Identification. If you have ministry of identifying great danger, and steering a path to keep the group safely away from such danger, then you may have the spiritual gift of navigations.
Hallmarks of the Spiritual Gift of Navigations
Navigations: Understanding the Spiritual Gifts. The believer with the Spiritual Gift of Navigations may minister in many ways, helping believers to reach the destination of God, while steering the best course, and steering clear of dangers.
Please review this entire article to understand The Spiritual Gifts of Navigations and to see if you have that spiritual gift.
If you want to examine yourself regarding The Spiritual Gift of Navigations, then see if you have a special ability to help other believers glorify God and to provide navigations from God. If you find yourself participating in some of the activities listed below, then you may have The Spiritual Gift of Navigations.
♦ Navigations-gifted believers may have a ministry of charting the right course for a group to reach the destination of God, by using superior knowledge and experience, often gleaned from the Bible.
♦ Navigations-gifted believers may have a ministry of steering the group away from dangers, so that the group may arrive at its destination safely.
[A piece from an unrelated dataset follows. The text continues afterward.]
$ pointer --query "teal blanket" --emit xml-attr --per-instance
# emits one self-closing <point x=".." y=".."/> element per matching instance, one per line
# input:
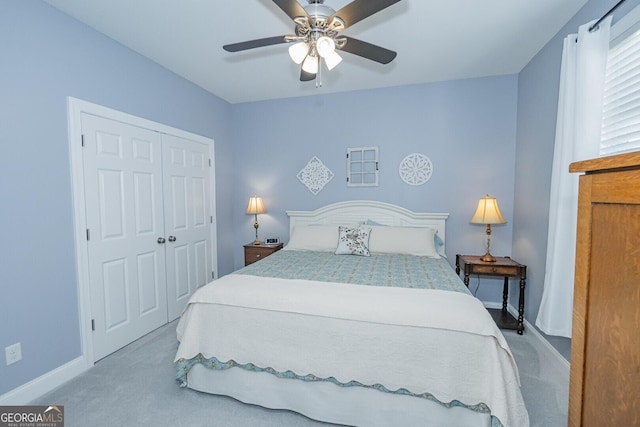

Because the word “navigations” only appears a few times in various forms in the New Testament, we have very little direct lexical evidence to determine what the word means in the New Testament. Therefore, I am cautious about its meaning in the context of The Spiritual Gift of Navigations. Based upon the work of the maritime pilot recorded in the Book of Acts and the Book of Revelation, we gain some insight into how the maritime pilot chartered the course to reach the destination fixed by God, and steered the group clear of dangers.